Column: ‘Your mountainish inhumanity’: Shakespeare’s ringing defense of immigrants and refugees still resonates today
In this season of peace, the country seems divided against itself as seldom before in living memory. The presidential campaign that just ended turned on a demagogic stoking of fear of immigrants and refugees of rare ferocity.
As he did of so many aspects of human character, William Shakespeare subjected this very occurrence to his incisive eye. The evidence comes from a unique artifact of Shakespeareana, a sheaf of three handwritten pages from “The Book of Sir Thomas More,” a never-produced play of about 1600 by Anthony Munday in which Shakespeare was brought in as a sort of play doctor. His contribution was the emotional summit of the play, the “insurrection scene” in which More quells a mob of riotous Londoners intent on a massacre of immigrants. Scholars have concluded that the pages are in Shakespeare’s handwriting, making them the only known literary manuscript in his hand.
What country... should give you harbor?
William Shakespeare, “The Book of Sir Thomas More”
The topical context of this scene was an outbreak of anti-immigrant riots in the 1590s, which replicated a fever sweeping London in 1517, during More’s time as a sheriff of the city. In Shakespeare’s version, More’s words to the mob come as a response to a townsman’s declaration that by removing competition, evicting the “strangers” could not but be an advantage to the poor artisans of the city.
More turns the argument back upon the mob. What if you were the refugees, he asks them. Where would you go? As strangers yourselves, “Would you be pleased/To find a nation of such barbarous temper/That, breaking out in hideous violence,/Would not afford you an abode on earth,/Whet their detested knives against your throats?”
By exposing “this your mountainish inhumanity,” More persuades the mob to back down. Reading it today we are forced to ask, where is our Thomas More to expose as cynical opportunists those who would attack immigrants and refugees for their own political ends?

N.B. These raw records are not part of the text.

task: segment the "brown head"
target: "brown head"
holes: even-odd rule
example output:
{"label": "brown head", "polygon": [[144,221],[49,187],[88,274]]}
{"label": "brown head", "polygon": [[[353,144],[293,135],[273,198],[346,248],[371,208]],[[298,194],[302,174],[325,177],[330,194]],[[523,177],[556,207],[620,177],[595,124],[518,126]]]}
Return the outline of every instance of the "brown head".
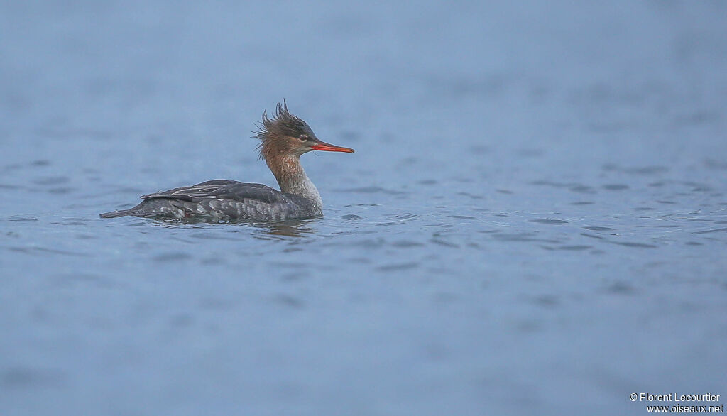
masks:
{"label": "brown head", "polygon": [[353,149],[330,145],[316,137],[308,123],[288,111],[285,100],[278,104],[272,118],[268,116],[267,111],[262,113],[262,125],[259,127],[255,133],[260,140],[257,150],[268,164],[281,156],[300,157],[310,151],[353,153]]}

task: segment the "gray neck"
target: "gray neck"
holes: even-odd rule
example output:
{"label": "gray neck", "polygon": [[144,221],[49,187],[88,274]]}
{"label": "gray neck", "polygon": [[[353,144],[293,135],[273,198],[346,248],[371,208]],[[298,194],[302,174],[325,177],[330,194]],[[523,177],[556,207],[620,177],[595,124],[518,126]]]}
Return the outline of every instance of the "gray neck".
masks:
{"label": "gray neck", "polygon": [[313,183],[305,175],[305,170],[300,164],[297,156],[276,158],[277,160],[268,161],[268,166],[278,180],[280,190],[287,193],[303,196],[313,202],[316,211],[323,211],[323,200],[321,193]]}

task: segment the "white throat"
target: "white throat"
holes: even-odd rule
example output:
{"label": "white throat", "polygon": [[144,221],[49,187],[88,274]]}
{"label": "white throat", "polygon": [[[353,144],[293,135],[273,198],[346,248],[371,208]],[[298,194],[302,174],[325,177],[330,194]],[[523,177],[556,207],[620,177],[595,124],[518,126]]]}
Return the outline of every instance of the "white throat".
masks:
{"label": "white throat", "polygon": [[300,160],[297,157],[289,157],[276,161],[278,163],[268,163],[268,166],[278,180],[280,190],[310,199],[313,202],[316,210],[319,214],[321,213],[323,200],[321,199],[321,193],[308,175],[305,175]]}

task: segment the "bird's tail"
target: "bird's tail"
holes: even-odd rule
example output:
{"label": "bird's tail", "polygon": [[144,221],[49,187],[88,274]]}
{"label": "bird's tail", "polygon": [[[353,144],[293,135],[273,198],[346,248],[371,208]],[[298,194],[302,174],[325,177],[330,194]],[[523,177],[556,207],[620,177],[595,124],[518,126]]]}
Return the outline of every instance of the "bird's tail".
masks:
{"label": "bird's tail", "polygon": [[100,214],[100,215],[103,218],[116,218],[116,217],[130,215],[132,211],[133,210],[134,208],[132,208],[131,209],[121,209],[120,211],[111,211],[111,212],[104,212],[103,214]]}

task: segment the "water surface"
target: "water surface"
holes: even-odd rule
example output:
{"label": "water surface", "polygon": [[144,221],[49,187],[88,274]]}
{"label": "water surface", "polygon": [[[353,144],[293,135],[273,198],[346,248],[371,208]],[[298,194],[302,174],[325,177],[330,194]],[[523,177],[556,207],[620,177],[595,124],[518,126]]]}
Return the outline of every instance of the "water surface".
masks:
{"label": "water surface", "polygon": [[[643,414],[727,395],[727,9],[0,7],[3,415]],[[100,212],[285,97],[321,218]],[[722,401],[724,403],[724,401]]]}

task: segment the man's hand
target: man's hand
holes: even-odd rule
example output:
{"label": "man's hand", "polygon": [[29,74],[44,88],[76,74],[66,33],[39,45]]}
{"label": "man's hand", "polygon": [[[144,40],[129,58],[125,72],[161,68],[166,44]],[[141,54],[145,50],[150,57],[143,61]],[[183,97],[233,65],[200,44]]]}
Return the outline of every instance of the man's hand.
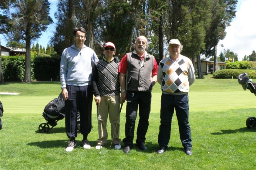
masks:
{"label": "man's hand", "polygon": [[63,97],[64,101],[66,101],[68,99],[68,93],[66,89],[63,89],[62,90],[62,97]]}
{"label": "man's hand", "polygon": [[101,98],[100,96],[96,96],[94,98],[94,100],[96,102],[96,105],[98,105],[99,106],[100,105],[100,101],[101,101]]}
{"label": "man's hand", "polygon": [[121,104],[125,103],[126,99],[126,92],[123,92],[121,93]]}

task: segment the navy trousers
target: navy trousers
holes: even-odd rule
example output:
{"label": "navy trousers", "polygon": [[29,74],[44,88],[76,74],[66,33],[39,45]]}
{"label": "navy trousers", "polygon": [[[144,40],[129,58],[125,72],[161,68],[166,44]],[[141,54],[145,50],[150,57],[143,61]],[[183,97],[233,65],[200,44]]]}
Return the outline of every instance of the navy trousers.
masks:
{"label": "navy trousers", "polygon": [[136,143],[145,142],[146,140],[146,134],[149,127],[151,93],[151,92],[128,91],[127,95],[126,137],[123,139],[123,142],[125,146],[132,146],[138,107],[140,118],[137,129]]}
{"label": "navy trousers", "polygon": [[171,119],[175,109],[180,132],[180,137],[185,149],[192,147],[190,126],[188,121],[188,96],[162,93],[158,143],[167,148],[171,136]]}
{"label": "navy trousers", "polygon": [[66,132],[69,139],[77,136],[77,116],[80,113],[80,131],[88,134],[92,130],[93,93],[91,85],[66,85],[68,96],[65,101]]}

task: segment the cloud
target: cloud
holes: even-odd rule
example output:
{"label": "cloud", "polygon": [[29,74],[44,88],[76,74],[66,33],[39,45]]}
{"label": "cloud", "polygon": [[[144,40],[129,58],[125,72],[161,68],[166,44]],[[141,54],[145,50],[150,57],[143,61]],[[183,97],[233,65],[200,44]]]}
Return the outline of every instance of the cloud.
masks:
{"label": "cloud", "polygon": [[[226,30],[227,35],[220,41],[217,47],[218,54],[224,49],[230,49],[237,54],[238,59],[251,54],[256,50],[256,16],[255,0],[239,0],[237,7],[236,17],[231,23],[231,26]],[[239,8],[240,7],[240,8]],[[224,45],[221,47],[221,44]]]}

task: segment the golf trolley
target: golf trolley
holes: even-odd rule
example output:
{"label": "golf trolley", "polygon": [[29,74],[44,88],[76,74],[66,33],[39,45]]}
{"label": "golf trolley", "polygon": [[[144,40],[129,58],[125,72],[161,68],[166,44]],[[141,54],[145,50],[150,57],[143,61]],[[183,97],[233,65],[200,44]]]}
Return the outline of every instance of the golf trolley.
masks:
{"label": "golf trolley", "polygon": [[[248,77],[248,74],[246,73],[241,74],[238,76],[238,83],[242,85],[245,90],[249,89],[250,91],[256,96],[256,82],[252,82],[252,80]],[[246,120],[246,126],[248,128],[256,128],[256,118],[250,116]]]}
{"label": "golf trolley", "polygon": [[[42,123],[38,127],[40,133],[48,132],[57,125],[57,122],[65,117],[65,102],[62,98],[62,93],[58,98],[50,102],[45,107],[43,112],[43,117],[46,123]],[[77,113],[77,129],[80,130],[80,114]],[[51,127],[50,127],[50,126]]]}

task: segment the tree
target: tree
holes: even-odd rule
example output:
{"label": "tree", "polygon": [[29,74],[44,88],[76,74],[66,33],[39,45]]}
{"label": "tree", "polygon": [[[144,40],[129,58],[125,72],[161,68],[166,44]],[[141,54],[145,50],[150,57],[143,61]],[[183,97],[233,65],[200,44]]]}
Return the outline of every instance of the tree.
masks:
{"label": "tree", "polygon": [[245,55],[243,58],[243,61],[249,61],[249,56]]}
{"label": "tree", "polygon": [[35,45],[33,44],[32,47],[31,48],[31,51],[34,53],[36,53],[36,48],[35,47]]}
{"label": "tree", "polygon": [[[100,42],[112,41],[115,44],[116,55],[120,57],[129,50],[134,20],[133,10],[125,0],[106,1],[101,9],[101,17],[99,25],[101,30]],[[102,48],[100,48],[102,51]]]}
{"label": "tree", "polygon": [[50,54],[52,53],[52,50],[51,49],[51,47],[50,47],[50,46],[48,44],[47,44],[47,47],[46,47],[46,50],[45,52],[45,53],[47,54],[49,54],[49,55]]}
{"label": "tree", "polygon": [[44,53],[44,51],[43,51],[43,48],[42,47],[42,45],[40,45],[40,48],[39,48],[39,54],[43,54]]}
{"label": "tree", "polygon": [[54,53],[55,52],[54,50],[54,48],[53,48],[53,45],[52,44],[51,45],[51,52]]}
{"label": "tree", "polygon": [[207,57],[214,57],[214,71],[219,70],[217,63],[217,45],[226,35],[227,27],[235,16],[237,0],[213,0],[211,10],[210,26],[206,30],[205,50],[202,53]]}
{"label": "tree", "polygon": [[82,10],[79,5],[79,0],[59,0],[57,4],[58,10],[54,16],[58,22],[56,24],[56,29],[51,38],[50,43],[54,46],[55,51],[60,55],[64,49],[74,43],[74,28],[78,25],[84,27],[79,24],[75,15],[78,12],[82,13],[84,17],[85,15],[84,10]]}
{"label": "tree", "polygon": [[36,51],[36,52],[37,53],[37,54],[39,54],[40,53],[39,47],[39,44],[38,43],[37,43],[36,44],[35,49]]}
{"label": "tree", "polygon": [[18,42],[25,42],[24,82],[30,83],[31,81],[31,42],[40,37],[42,32],[45,31],[48,25],[52,23],[49,16],[50,4],[48,0],[11,0],[3,5],[6,9],[3,13],[6,17],[7,22],[11,26],[4,28],[5,34]]}
{"label": "tree", "polygon": [[255,51],[252,51],[252,53],[249,55],[249,61],[256,61],[256,53]]}
{"label": "tree", "polygon": [[151,19],[149,24],[153,33],[150,36],[152,43],[150,44],[149,51],[159,61],[164,57],[164,46],[165,44],[165,21],[167,16],[168,5],[167,1],[158,0],[149,1],[149,8]]}
{"label": "tree", "polygon": [[224,54],[223,54],[222,52],[220,52],[220,55],[219,56],[219,57],[220,58],[220,61],[222,61],[222,62],[225,62],[225,61],[226,60],[226,59],[225,59],[225,56],[224,56]]}

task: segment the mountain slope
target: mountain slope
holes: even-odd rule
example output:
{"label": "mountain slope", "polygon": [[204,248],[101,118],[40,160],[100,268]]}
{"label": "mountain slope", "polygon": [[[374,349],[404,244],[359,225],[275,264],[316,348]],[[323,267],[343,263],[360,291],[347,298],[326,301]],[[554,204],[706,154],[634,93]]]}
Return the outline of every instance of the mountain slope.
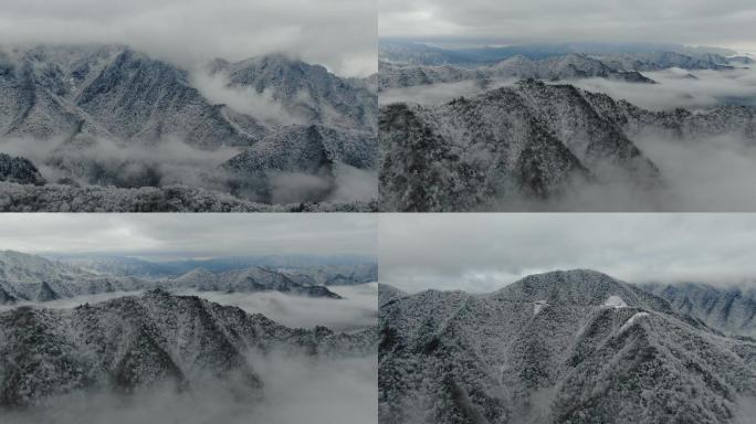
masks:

Here is the speech, modernized and slightly abridged:
Grant them removed, and grant that this your noise
Hath chid down all the majesty of England;
Imagine that you see the wretched strangers,
Their babies at their backs and their poor luggage,
Plodding to th’ports and coasts for transportation,
And that you sit as kings in your desires,
Authority quite silenced by your brawl,
And you in ruff of your opinions clothed;
What had you got? I’ll tell you. You had taught
How insolence and strong hand should prevail,
How order should be quelled; and by this pattern
Not one of you should live an aged man,
For other ruffians, as their fancies wrought,
With self same hand, self reasons, and self right,
Would shark on you, and men like ravenous fishes
Would feed on one another.
You’ll put down strangers,
Kill them, cut their throats, possess their houses,
And lead the majesty of law in line,
To slip him like a hound. Say now the king
(As he is clement, if th’ offender mourn)
Should so much come to short of your great trespass
As but to banish you, whither would you go?
What country, by the nature of your error,
Should give you harbor? Go you to France or Flanders,
To any German province, to Spain or Portugal,
Nay, any where that not adheres to England,
Why, you must needs be strangers. Would you be pleased
To find a nation of such barbarous temper,
That, breaking out in hideous violence,
Would not afford you an abode on earth,
Whet their detested knives against your throats,
Spurn you like dogs, and like as if that God
Owed not nor made not you, nor that the claimants
Were not all appropriate to your comforts,
But chartered unto them, what would you think
To be thus used? This is the strangers’ case;
And this your mountainish inhumanity.